The striking central performances from Scarlett Johansson and Adam Driver will floor you. You can measure their commitment to the material by creating convincing highs and equally compelling lows. Watch where her tears come out and when. Do the same with him. Echo that with when they let loose with anger. So often, especially in one especially heavy climactic confrontation, the camera gets closer towards each of them the worse their words get. Explosion pushes the observatory eye back out to exhale only to know that intimacy is forever gone.
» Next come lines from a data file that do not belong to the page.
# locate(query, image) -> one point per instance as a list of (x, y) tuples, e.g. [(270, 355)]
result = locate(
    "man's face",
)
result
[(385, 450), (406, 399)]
Marvel at how shattered bonds can be built and then destroyed by these two in the same scenes. It’s high time the Academy recognize that as well.
The most persuasive force of Marriage Story is Noah Baumbach. In a day and age where improvisation chips muddies good material, the majority of even the longest monologues in Marriage Story are completed scripted to the letter. For 136 breathtaking minutes, he works to shatter us, reform us, and then repeat that crushing cycle again and again until his two characters come out better. The prolific indie filmmaker researched the legal sides and pulled from his own divorce experience, as well as those of many peers. By going personal in telling something sobering and straight, Baumbach found an avenue that subdued his peculiar and capricious tendencies without sacrificing his strength of wit. Most always, the best results come from such passion projects. This may very well go down someday as Baumbach’s masterpiece when his career is all said and done.
LESSON #4: WHAT WOULD YOU DO? — It is impossible to watch this movie and not have it be a barometer check towards your own relationship status and integrity. Regardless how much yearning desire floats every now and then in Marriage Story, this is trauma recovery. Normally in movies like this, we see the indiscretion itself, then the collapse, ink hitting paper, and maybe a gavel banging for a suspenseful decision. Few films go in between and beyond those decision points to show the fractured orbits and restarts of continuing life with heart and honesty. There is blame to be shared, but you feel for both leads and wonder about yourself externally. That is a substantially powerful effect of this film.